Her mum said: "She said that coming down. She just said, 'I've not been here for so long, it feels strange to come back'.
"Especially to come and get all this."
She told her daughter: "You've done so well, I'm so proud of you."
Asked if they had been worried, Ms Rudkin, from Skellow, Doncaster, said to Eva: "Up until Monday at 4 o'clock you were not in a good state, were you?
"But, when they announced that they were ditching the algorithm and going with what they'd been told in the beginning - the mock result and teacher input - we were a lot happier then, weren't you?
"You've done brilliantly, I'm so proud."
Outwood Academy Adwick was one of the few schools in the area to hand out results in person to students who wanted to go in.

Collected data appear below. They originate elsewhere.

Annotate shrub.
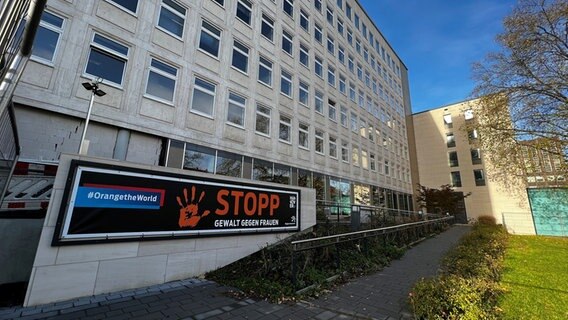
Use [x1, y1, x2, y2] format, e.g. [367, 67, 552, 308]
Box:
[477, 215, 497, 226]
[410, 224, 508, 319]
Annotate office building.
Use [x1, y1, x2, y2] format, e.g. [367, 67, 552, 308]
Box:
[12, 0, 415, 211]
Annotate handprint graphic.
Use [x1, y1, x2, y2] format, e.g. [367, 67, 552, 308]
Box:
[177, 186, 210, 228]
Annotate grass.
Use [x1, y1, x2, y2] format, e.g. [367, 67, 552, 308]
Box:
[499, 235, 568, 320]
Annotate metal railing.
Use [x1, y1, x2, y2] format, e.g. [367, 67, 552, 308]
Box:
[290, 215, 454, 288]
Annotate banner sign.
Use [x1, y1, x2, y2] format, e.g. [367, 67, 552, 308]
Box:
[52, 161, 301, 245]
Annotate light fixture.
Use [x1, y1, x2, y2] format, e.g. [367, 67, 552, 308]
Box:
[78, 78, 106, 154]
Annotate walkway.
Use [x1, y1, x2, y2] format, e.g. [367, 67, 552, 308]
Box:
[0, 225, 471, 320]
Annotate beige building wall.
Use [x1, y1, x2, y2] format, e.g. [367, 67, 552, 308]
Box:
[412, 99, 533, 232]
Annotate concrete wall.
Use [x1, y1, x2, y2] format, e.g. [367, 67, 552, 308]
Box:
[0, 218, 44, 285]
[24, 154, 316, 306]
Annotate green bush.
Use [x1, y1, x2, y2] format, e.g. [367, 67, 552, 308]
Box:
[410, 224, 508, 319]
[477, 215, 497, 226]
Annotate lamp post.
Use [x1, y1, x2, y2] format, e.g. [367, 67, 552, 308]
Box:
[79, 78, 106, 154]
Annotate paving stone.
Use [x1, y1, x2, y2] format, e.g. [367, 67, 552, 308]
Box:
[194, 308, 223, 319]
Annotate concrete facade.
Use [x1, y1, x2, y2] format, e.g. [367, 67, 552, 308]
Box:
[24, 153, 317, 306]
[13, 0, 414, 208]
[412, 99, 534, 234]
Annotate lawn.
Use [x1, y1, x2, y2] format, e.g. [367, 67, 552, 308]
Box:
[499, 235, 568, 320]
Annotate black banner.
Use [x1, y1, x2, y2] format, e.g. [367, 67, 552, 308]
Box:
[52, 161, 300, 245]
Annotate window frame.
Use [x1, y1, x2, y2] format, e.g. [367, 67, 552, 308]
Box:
[315, 129, 324, 154]
[261, 13, 275, 42]
[280, 69, 293, 97]
[279, 115, 292, 143]
[258, 55, 273, 87]
[157, 0, 186, 39]
[255, 104, 271, 137]
[31, 10, 65, 64]
[144, 57, 178, 104]
[231, 39, 250, 74]
[236, 0, 253, 25]
[198, 20, 222, 58]
[84, 33, 129, 87]
[190, 76, 217, 118]
[298, 122, 309, 150]
[226, 91, 247, 128]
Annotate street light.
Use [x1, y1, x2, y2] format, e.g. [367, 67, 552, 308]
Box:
[78, 78, 106, 154]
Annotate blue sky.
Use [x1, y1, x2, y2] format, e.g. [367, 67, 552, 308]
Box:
[359, 0, 517, 113]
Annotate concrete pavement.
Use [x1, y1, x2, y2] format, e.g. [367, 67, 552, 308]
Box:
[0, 225, 471, 320]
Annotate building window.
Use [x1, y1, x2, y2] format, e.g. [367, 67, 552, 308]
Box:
[315, 129, 324, 154]
[255, 104, 271, 136]
[345, 3, 351, 19]
[199, 20, 221, 57]
[341, 141, 349, 162]
[32, 11, 64, 64]
[283, 0, 294, 17]
[216, 150, 243, 177]
[326, 6, 334, 25]
[449, 151, 459, 167]
[261, 14, 274, 41]
[85, 33, 128, 86]
[300, 9, 309, 32]
[368, 125, 374, 141]
[361, 150, 368, 169]
[468, 129, 479, 140]
[350, 112, 358, 133]
[337, 18, 344, 36]
[190, 77, 216, 117]
[327, 36, 335, 54]
[184, 144, 215, 173]
[280, 69, 293, 97]
[329, 136, 337, 158]
[314, 23, 323, 43]
[338, 46, 345, 64]
[314, 0, 322, 12]
[370, 153, 376, 171]
[471, 148, 482, 165]
[236, 0, 252, 25]
[145, 58, 177, 102]
[299, 81, 309, 106]
[339, 75, 346, 94]
[354, 13, 360, 29]
[258, 56, 273, 86]
[299, 123, 309, 149]
[349, 83, 356, 101]
[446, 133, 456, 148]
[327, 66, 336, 87]
[328, 100, 337, 121]
[340, 106, 348, 127]
[357, 63, 363, 80]
[232, 40, 249, 73]
[253, 159, 273, 182]
[212, 0, 224, 6]
[282, 29, 293, 55]
[227, 92, 246, 127]
[299, 43, 309, 67]
[347, 28, 353, 45]
[464, 109, 474, 120]
[279, 115, 291, 142]
[107, 0, 138, 13]
[348, 55, 354, 73]
[315, 90, 324, 114]
[352, 146, 359, 166]
[360, 120, 367, 138]
[158, 0, 186, 38]
[451, 171, 462, 187]
[384, 160, 390, 175]
[356, 38, 361, 54]
[443, 112, 453, 128]
[474, 169, 486, 186]
[314, 55, 323, 77]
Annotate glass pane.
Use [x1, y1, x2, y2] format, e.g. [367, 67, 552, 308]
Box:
[32, 27, 58, 61]
[191, 89, 214, 115]
[41, 11, 64, 28]
[147, 71, 175, 101]
[109, 0, 138, 13]
[151, 59, 177, 76]
[159, 7, 185, 37]
[199, 31, 219, 56]
[216, 151, 242, 177]
[227, 103, 244, 126]
[93, 34, 128, 56]
[232, 50, 248, 72]
[273, 164, 290, 184]
[86, 48, 125, 85]
[184, 145, 215, 173]
[236, 2, 251, 24]
[253, 159, 272, 181]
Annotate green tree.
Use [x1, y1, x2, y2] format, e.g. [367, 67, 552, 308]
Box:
[471, 0, 567, 183]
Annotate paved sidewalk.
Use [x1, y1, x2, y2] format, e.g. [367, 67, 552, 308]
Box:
[0, 225, 471, 320]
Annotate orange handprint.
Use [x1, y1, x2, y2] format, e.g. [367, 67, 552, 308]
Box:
[177, 186, 210, 228]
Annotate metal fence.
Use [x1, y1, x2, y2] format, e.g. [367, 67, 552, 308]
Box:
[290, 215, 454, 287]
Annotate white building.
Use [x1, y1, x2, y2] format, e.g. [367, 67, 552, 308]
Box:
[13, 0, 414, 211]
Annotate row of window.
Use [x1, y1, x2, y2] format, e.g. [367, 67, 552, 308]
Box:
[450, 170, 486, 188]
[167, 140, 413, 206]
[448, 150, 482, 167]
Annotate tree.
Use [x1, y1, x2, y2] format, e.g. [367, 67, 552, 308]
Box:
[415, 184, 471, 215]
[471, 0, 567, 184]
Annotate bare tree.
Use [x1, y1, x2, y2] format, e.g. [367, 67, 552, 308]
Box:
[471, 0, 567, 183]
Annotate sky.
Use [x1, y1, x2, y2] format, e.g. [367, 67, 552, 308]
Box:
[359, 0, 518, 113]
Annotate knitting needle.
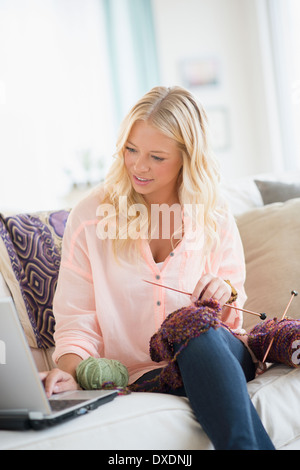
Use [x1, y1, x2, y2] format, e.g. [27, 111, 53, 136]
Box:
[281, 290, 298, 320]
[262, 290, 298, 363]
[142, 279, 267, 320]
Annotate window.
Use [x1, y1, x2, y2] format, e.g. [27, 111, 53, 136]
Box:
[0, 1, 115, 213]
[289, 0, 300, 169]
[267, 0, 300, 171]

The school had special measures in place with three results zones set up across the site and students coming in at an appointed time throughout the morning to ensure social distancing.
Principal Andy Scruby said he wanted to strike a balance between safety and being able to celebrate with the students and give them crucial advice about their future.
He said: "The school is all about strong relationships between the teaching staff, support staff and the students. We work together as a community.
"This has been an opportunity to bring that community back together and celebrate the achievements of the students."
Mr Scruby said the last few months had been challenging, especially for this year group.
Mr Scruby said: "It's been extremely challenging for them. At the point when they left us in March, they were in a position where they were prepared for exams and that pathway to the exams was cut short.
"But they've acted absolutely admirably, they've continued to work hard. I'm proud to see today that they've got the result they deserved and to see them going on to these great next destinations."